Trying to understand this issue is just too much work – even though he works as hard as he can to simplify it, without overlooking anything important.

If you want to know about this – and really know about it – take some time to read, and digest, what he says here. Especially the first part Government Secrets and the Need for Whistleblowers.

Here is the final paragraph:

Our government is putting its own self-interest ahead of the interests of the country. That needs to change.

How the End Will Come

I have to add my two-cents worth to this popular subject. Although it is usually put differently – this (fill in the blanks) will save us from the end we all know is coming.

When I start thinking about this I back up in time to the biggest collapse of all – the fall of the Roman Empire. There are endless theories about how this happened. But at the time, only one thing was obvious – tribes from the North were plundering Rome. In other words – a vast military defeat was in progress. The unthinkable had happened – and all people could do was run as fast as they could – usually to Northern Africa, where the Mediterranean kept them safe – if impoverished. Rome never recovered.

Will this happen again? I doubt it – although most people seem to think it will – that terrorists are at the gate, about to overwhelm us. The slightest thought will show anyone that this is not so. But still people are terrified – and America maintains a huge military presence to reassure them. And a huge spying network to monitor everyone. As does China.

The end will come, I believe, in the Economy – and is now in progress. We live in a Global Economy where every part of it depends on every other part. Right now, the European economy is in bad shape – and a collapse there is almost certain. The American economy (the biggest one there is) is feeble and cannot help it. China – now the manufacturer for the world – is completely dependent on the rest of the world to buy its products.
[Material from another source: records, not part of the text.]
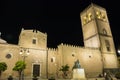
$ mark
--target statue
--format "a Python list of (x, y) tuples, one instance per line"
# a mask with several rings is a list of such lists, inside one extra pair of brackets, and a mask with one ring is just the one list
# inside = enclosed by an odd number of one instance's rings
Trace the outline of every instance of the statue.
[(75, 63), (74, 63), (74, 66), (73, 66), (72, 70), (73, 69), (79, 69), (79, 68), (81, 68), (81, 66), (80, 66), (79, 60), (77, 59), (77, 61), (75, 61)]

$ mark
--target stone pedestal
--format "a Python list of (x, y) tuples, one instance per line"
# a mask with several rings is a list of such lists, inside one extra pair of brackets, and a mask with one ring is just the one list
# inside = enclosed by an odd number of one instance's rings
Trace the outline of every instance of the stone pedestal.
[(73, 69), (72, 80), (86, 80), (84, 69), (82, 68)]

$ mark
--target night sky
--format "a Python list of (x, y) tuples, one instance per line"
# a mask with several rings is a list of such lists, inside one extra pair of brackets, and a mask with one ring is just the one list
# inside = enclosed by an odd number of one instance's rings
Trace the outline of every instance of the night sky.
[(120, 4), (113, 0), (1, 0), (1, 37), (8, 43), (17, 44), (23, 27), (46, 32), (48, 47), (57, 47), (61, 43), (83, 46), (80, 12), (91, 3), (107, 10), (117, 50), (120, 44)]

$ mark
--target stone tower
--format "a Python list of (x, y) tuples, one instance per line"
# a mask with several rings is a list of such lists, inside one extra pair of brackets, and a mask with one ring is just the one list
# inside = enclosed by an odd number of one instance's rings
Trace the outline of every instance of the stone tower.
[(117, 68), (114, 41), (104, 8), (91, 4), (80, 14), (85, 47), (99, 48), (103, 68)]

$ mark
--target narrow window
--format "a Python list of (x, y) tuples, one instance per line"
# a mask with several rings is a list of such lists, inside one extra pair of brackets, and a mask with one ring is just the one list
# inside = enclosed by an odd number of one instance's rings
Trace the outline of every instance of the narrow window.
[(33, 39), (33, 40), (32, 40), (32, 43), (33, 43), (33, 44), (36, 44), (36, 39)]
[(52, 58), (51, 58), (51, 62), (55, 62), (55, 57), (52, 57)]
[(110, 51), (110, 43), (109, 43), (109, 41), (105, 40), (105, 44), (106, 44), (107, 51)]
[(107, 35), (107, 31), (105, 29), (103, 29), (103, 34)]

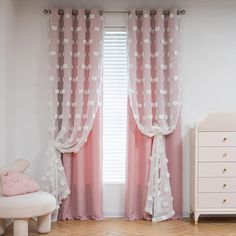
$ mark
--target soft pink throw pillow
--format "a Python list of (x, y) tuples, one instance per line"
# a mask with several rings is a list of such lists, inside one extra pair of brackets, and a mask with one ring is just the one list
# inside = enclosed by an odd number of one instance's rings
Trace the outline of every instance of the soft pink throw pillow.
[(32, 193), (40, 189), (31, 177), (14, 170), (10, 170), (6, 175), (1, 176), (1, 182), (2, 195), (4, 196)]

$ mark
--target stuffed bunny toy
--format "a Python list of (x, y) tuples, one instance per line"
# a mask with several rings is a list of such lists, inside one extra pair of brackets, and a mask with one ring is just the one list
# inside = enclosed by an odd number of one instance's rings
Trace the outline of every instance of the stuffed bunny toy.
[(37, 183), (22, 174), (28, 167), (27, 160), (18, 159), (0, 169), (0, 235), (4, 234), (8, 219), (14, 222), (14, 236), (28, 235), (28, 219), (31, 218), (37, 219), (38, 233), (51, 230), (51, 214), (56, 209), (56, 199), (50, 193), (32, 190), (31, 187)]
[[(6, 176), (9, 171), (23, 173), (29, 167), (29, 162), (26, 159), (18, 159), (10, 164), (8, 167), (0, 169), (0, 179)], [(2, 195), (2, 183), (0, 181), (0, 195)]]

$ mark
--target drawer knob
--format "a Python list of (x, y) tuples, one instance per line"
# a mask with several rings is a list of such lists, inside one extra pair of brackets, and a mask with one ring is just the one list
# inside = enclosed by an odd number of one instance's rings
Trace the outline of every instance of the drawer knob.
[(228, 154), (225, 152), (225, 153), (223, 154), (223, 157), (227, 157), (227, 155), (228, 155)]

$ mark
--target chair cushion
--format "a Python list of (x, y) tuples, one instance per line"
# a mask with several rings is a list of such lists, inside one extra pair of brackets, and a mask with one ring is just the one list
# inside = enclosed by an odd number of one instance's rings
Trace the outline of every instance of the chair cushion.
[(46, 215), (56, 208), (56, 199), (38, 191), (12, 197), (0, 196), (0, 218), (30, 218)]
[(32, 193), (40, 189), (39, 185), (29, 176), (19, 171), (9, 170), (1, 177), (2, 195), (15, 196), (19, 194)]

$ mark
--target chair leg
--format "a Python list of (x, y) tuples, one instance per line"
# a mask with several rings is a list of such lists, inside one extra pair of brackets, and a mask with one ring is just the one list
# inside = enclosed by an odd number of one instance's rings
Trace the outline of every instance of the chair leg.
[(4, 219), (0, 219), (0, 235), (3, 235), (5, 232), (5, 221)]
[(51, 213), (38, 217), (38, 232), (49, 233), (51, 231)]
[(13, 232), (14, 236), (28, 236), (28, 219), (15, 219)]

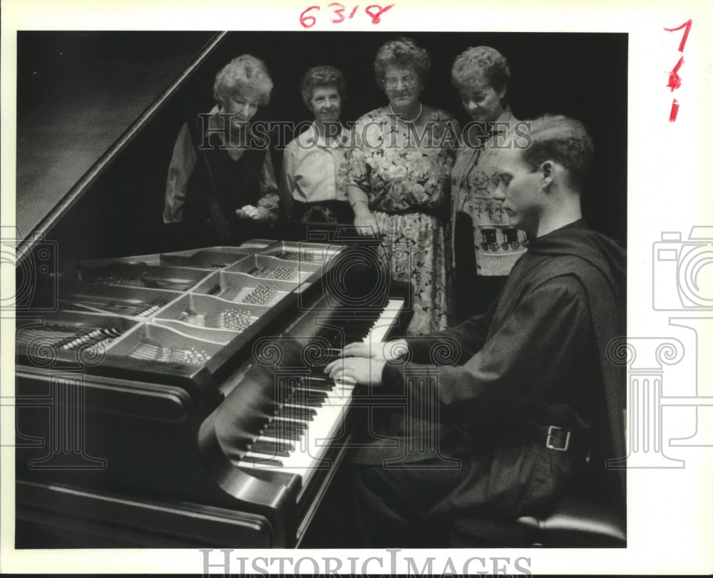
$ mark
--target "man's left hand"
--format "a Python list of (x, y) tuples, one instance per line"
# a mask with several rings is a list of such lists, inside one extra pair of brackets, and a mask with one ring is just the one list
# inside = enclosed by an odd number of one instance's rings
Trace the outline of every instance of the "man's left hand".
[(342, 357), (324, 368), (335, 381), (353, 381), (365, 386), (380, 386), (386, 361), (364, 357)]

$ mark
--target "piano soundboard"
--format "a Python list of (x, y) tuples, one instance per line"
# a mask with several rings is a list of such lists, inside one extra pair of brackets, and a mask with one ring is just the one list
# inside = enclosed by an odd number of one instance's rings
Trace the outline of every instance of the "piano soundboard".
[[(348, 249), (252, 239), (61, 269), (45, 296), (55, 296), (56, 311), (19, 321), (19, 390), (53, 379), (36, 366), (38, 351), (60, 365), (90, 360), (81, 396), (55, 388), (53, 403), (86, 421), (91, 435), (73, 442), (80, 460), (108, 465), (28, 469), (43, 452), (21, 451), (19, 519), (38, 507), (58, 516), (56, 492), (67, 492), (78, 501), (59, 517), (63, 534), (83, 516), (96, 531), (78, 545), (111, 545), (94, 541), (111, 524), (98, 503), (115, 504), (113, 515), (132, 526), (138, 518), (126, 504), (155, 514), (178, 500), (172, 529), (148, 531), (161, 543), (182, 525), (190, 534), (196, 515), (218, 507), (236, 532), (225, 545), (299, 545), (348, 446), (358, 388), (335, 383), (324, 366), (346, 344), (381, 342), (408, 321), (408, 291), (363, 307), (330, 294), (329, 275)], [(83, 406), (72, 406), (79, 397)], [(19, 425), (46, 433), (41, 416)], [(132, 531), (151, 545), (146, 528)], [(176, 540), (168, 543), (206, 545), (200, 536)]]

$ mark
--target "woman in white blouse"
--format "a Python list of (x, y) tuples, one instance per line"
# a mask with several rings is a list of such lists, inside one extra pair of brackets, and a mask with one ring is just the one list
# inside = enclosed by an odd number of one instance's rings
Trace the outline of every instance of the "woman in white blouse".
[(284, 150), (280, 192), (287, 214), (304, 222), (351, 224), (349, 135), (340, 120), (347, 95), (344, 76), (334, 66), (315, 66), (304, 73), (300, 88), (314, 120)]

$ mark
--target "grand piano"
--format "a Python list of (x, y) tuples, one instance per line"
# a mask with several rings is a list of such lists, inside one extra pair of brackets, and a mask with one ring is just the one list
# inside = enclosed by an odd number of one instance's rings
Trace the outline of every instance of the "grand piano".
[[(46, 41), (28, 34), (21, 55)], [(153, 72), (106, 101), (123, 129), (53, 126), (68, 187), (31, 154), (47, 84), (19, 75), (16, 547), (299, 546), (370, 404), (322, 368), (402, 331), (411, 288), (349, 227), (245, 223), (219, 242), (158, 222), (173, 139), (244, 38), (71, 40), (75, 63), (46, 74), (64, 110), (116, 89), (77, 62), (149, 54)]]

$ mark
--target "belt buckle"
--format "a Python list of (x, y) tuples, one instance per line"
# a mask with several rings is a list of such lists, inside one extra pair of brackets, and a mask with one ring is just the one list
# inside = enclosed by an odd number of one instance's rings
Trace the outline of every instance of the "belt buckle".
[(563, 448), (558, 448), (553, 445), (553, 440), (555, 436), (555, 430), (558, 431), (563, 431), (562, 428), (557, 425), (550, 425), (547, 430), (547, 440), (545, 442), (545, 446), (550, 450), (555, 450), (558, 452), (566, 452), (570, 447), (570, 432), (567, 431), (567, 435), (565, 437), (565, 445)]

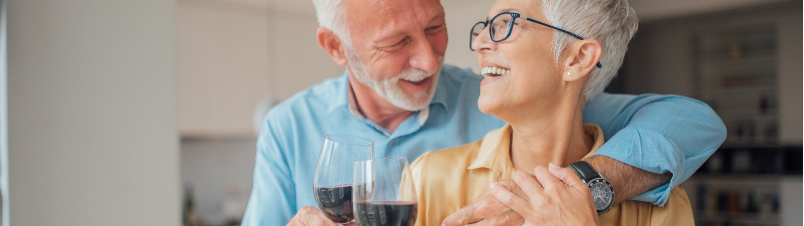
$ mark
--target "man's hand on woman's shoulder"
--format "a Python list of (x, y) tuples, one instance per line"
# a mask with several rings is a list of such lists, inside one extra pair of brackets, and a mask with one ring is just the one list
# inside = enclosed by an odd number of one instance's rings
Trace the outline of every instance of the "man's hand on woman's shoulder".
[(492, 183), (474, 203), (443, 225), (599, 225), (589, 187), (572, 169), (536, 166), (535, 176), (515, 171), (513, 180)]

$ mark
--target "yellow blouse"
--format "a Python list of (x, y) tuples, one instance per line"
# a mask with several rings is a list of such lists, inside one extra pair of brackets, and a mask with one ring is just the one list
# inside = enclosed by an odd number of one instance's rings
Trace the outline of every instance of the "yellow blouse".
[[(594, 138), (590, 156), (603, 146), (603, 131), (584, 125)], [(441, 225), (450, 214), (472, 203), (489, 183), (511, 179), (511, 126), (492, 130), (477, 142), (421, 155), (411, 165), (418, 195), (416, 225)], [(600, 216), (601, 225), (693, 225), (692, 207), (680, 186), (671, 191), (663, 207), (626, 200)]]

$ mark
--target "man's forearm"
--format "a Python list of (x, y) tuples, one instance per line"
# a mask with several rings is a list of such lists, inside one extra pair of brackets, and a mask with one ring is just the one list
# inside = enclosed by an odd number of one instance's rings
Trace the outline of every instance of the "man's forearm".
[(662, 175), (648, 172), (605, 155), (583, 160), (611, 183), (614, 187), (614, 204), (667, 183), (672, 177), (670, 172)]

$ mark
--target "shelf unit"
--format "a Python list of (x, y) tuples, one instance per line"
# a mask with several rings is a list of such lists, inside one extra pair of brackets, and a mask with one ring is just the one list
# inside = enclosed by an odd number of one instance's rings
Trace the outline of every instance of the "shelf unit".
[(723, 118), (727, 146), (777, 141), (777, 33), (767, 23), (694, 35), (697, 96)]

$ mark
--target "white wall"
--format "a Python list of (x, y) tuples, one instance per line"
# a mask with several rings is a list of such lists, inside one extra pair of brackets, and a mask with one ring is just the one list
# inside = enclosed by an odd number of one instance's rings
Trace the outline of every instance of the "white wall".
[[(802, 21), (801, 2), (788, 1), (754, 8), (643, 23), (629, 45), (626, 78), (629, 92), (657, 92), (695, 97), (692, 37), (699, 31), (745, 24), (772, 24), (777, 34), (777, 78), (779, 93), (779, 139), (801, 145)], [(703, 21), (703, 22), (702, 22)]]
[(11, 225), (180, 224), (175, 3), (7, 3)]

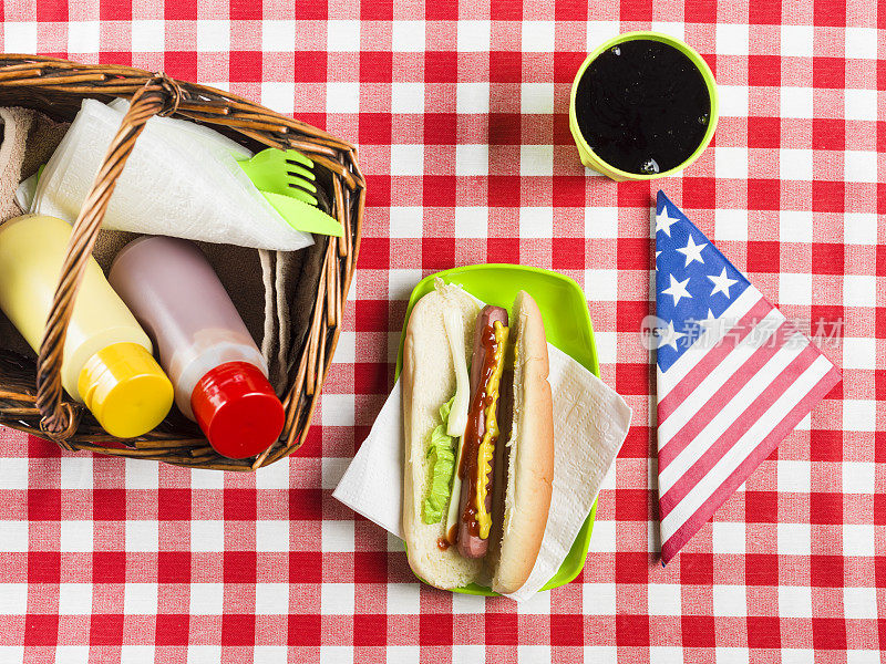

Add to this the behavior of the Financial Industry – which is busy raiding the global treasury. Making a very few very rich – and making everyone else poorer in various degrees.

The end result is not hard to predict – global economic collapse.

Lying

Lying is not longer a moral issue – it is simply a strategy to get what you want (as in advertising). And it is not too far out to suggest that Morality itself is no longer an issue – because it may be at variance with what other people (especially those in power) want us to subscribe to.

And because it requires too much thinking – which is not seen as a good thing for people to be doing. Or at an even more basic level – it requires a certain amount of being – to give you the ground to stand on to make judgments.

This is not to say that people do not make moral judgments – they make them all the time. But these are only judgments they have picked up from other people – and they want to be like them. In fact the they I just referred to is a tenuous, fleeting thing with no enduring presence. Being is a dangerous state that people avoid as much as possible.

Or, to put all of this in another way – we have been reduced to behaving and thinking like small children.

None of this is very flattering – and since we are adults (and should know better) we are ashamed of ourselves.

There are all kinds of books (and all kinds of speeches) about some of the smaller issues I have described. But no one wants to put it all together – and say our overall situation is nothing less than terrifying. Why?

People go to movies that scare them to death – just for the fun of it. Preachers rant about the apocalypse. But this kind of scare seems to be too much. Too much for us to handle.

I must respectfully disagree. There is nothing too big for us to handle. If we have to, we can look death calmly in the face. Although it makes little difference how we look at death – we all die anyway. And we have to say the same about all of us collectively – we are dying. Or more accurately – we have died, and are now just finishing the process.

If I tell people what I have just told you – they will just say “It couldn’t possibly be that way!” And proceed as before – happily messing up the world, and themselves.

This is a kind of accomplishment, I have to admit. But it strikes me as a perverse one.